Mär 26 23:57:12 H systemd[1]: 16: (77) r3 >>= 63                    ; R3_w=scalar(smin=smin32=0,smax=umax=smax32=umax32=1,var_off=(0x0; 0x1))

wait why did the verifier use r3_w here rather than just r3? that seems like the issue and would fix this issue easier ...

Comment 9 Jose E. Marchesi 2024-03-28 19:17:00 UTC

Please do not close this bug.  We are well aware this is a limitation in the kernel verifier, but we need to keep track of this.

In general, like in this case, many of the problems related to unverifiable generated code can be reduced to "this is a kernel verifier bug, make it smarter", but that doesn't mean we can't put workarounds in the back-end so we can actually compile actually-existing BPF programs (such as that systemd utility) in actually-existing current kernels.  That includes disabling certain optimizations.  I don't like it any more than you do, trust me on that.

Note that the development of the BPF backends, in both clang and GCC, are by necessity very much in lock-step with the kernel BPF support.  So this is not something we will forget to "undo" as soon as the verifier can handle these instructions.  Very likely we will be doing the kernel patch as well.

Comment 10 Andrew Pinski 2024-03-28 19:29:07 UTC

The only way to fix this is to add extra zero extends all the time.

Comment 11 Andrew Pinski 2024-03-28 19:31:42 UTC

The bpf verifier is just plain broken when it comes to subreg usage. So after every 32bit usage you need to output a zero extend. To fix that.

Comment 12 Andrew Pinski 2024-03-28 21:01:40 UTC

Let me correct the title since phiopt has nothing to do with the issue at hand. It is the subreg with bitwise and that confuses the verifier.

Comment 13 Jose E. Marchesi 2024-03-28 21:06:36 UTC

Thanks.  The new title is way better.  And thank you for the further analysis and the reproducer that also makes clang to generate the no-verifiable code!

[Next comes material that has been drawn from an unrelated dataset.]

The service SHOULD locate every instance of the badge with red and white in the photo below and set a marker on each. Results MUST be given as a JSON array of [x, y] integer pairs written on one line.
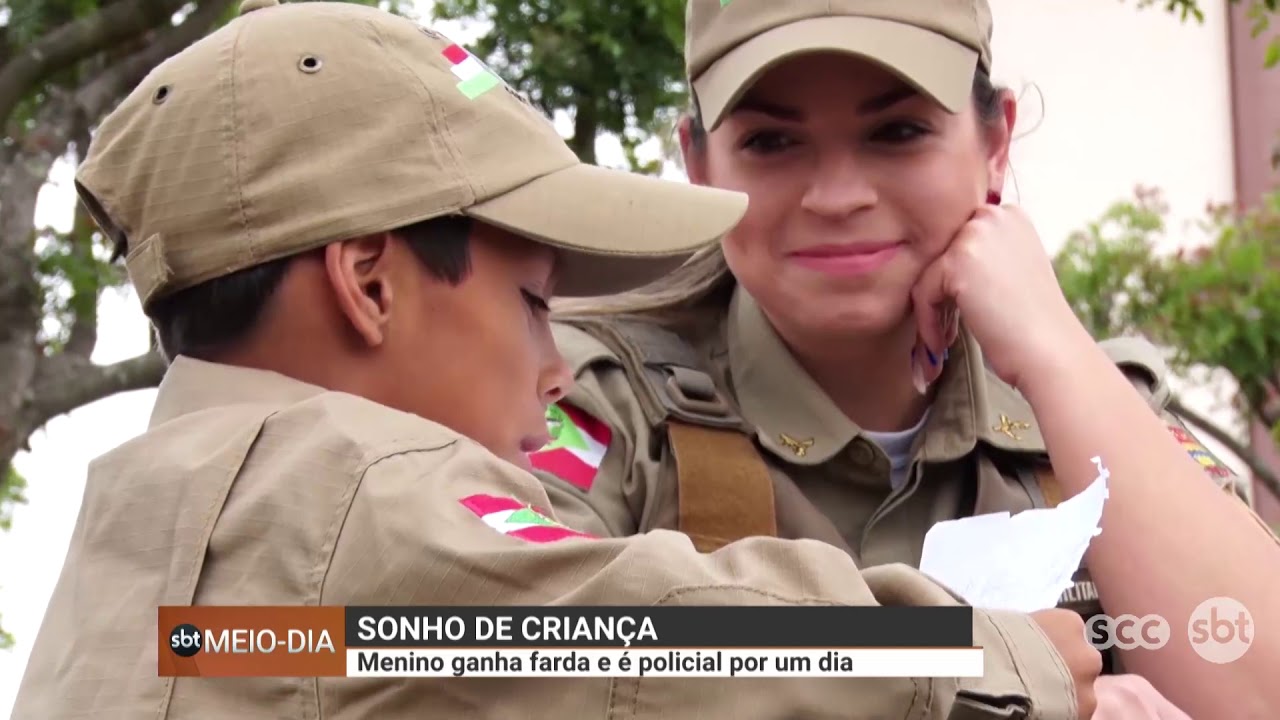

I wonder, is the issue also there when -mno-alu32 is used?  In that case the generated code doesn't involve "subregs" (or 32-bit operations in assembly-like syntax):

	.file	"foo.c"
	.text
	.align	3
	.global	foo
	.type	foo, @function
foo:
	call	bar
	lddw	%r1,baz
	mov	%r0,%r0
	and	%r0,0xffffffff
	ldxw	%r2,[%r1+0]
	add	%r0,-1
	neg	%r2
	xor	%r0,%r2
	rsh	%r0,63
	exit
	.size	foo, .-foo
	.global	baz
	.type	baz, @object
	.lcomm	baz,4,4
	.ident	"GCC: (GNU) 14.0.1 20240226 (experimental)"

Cuper, is the verifier able to track proper values through the xor in this case?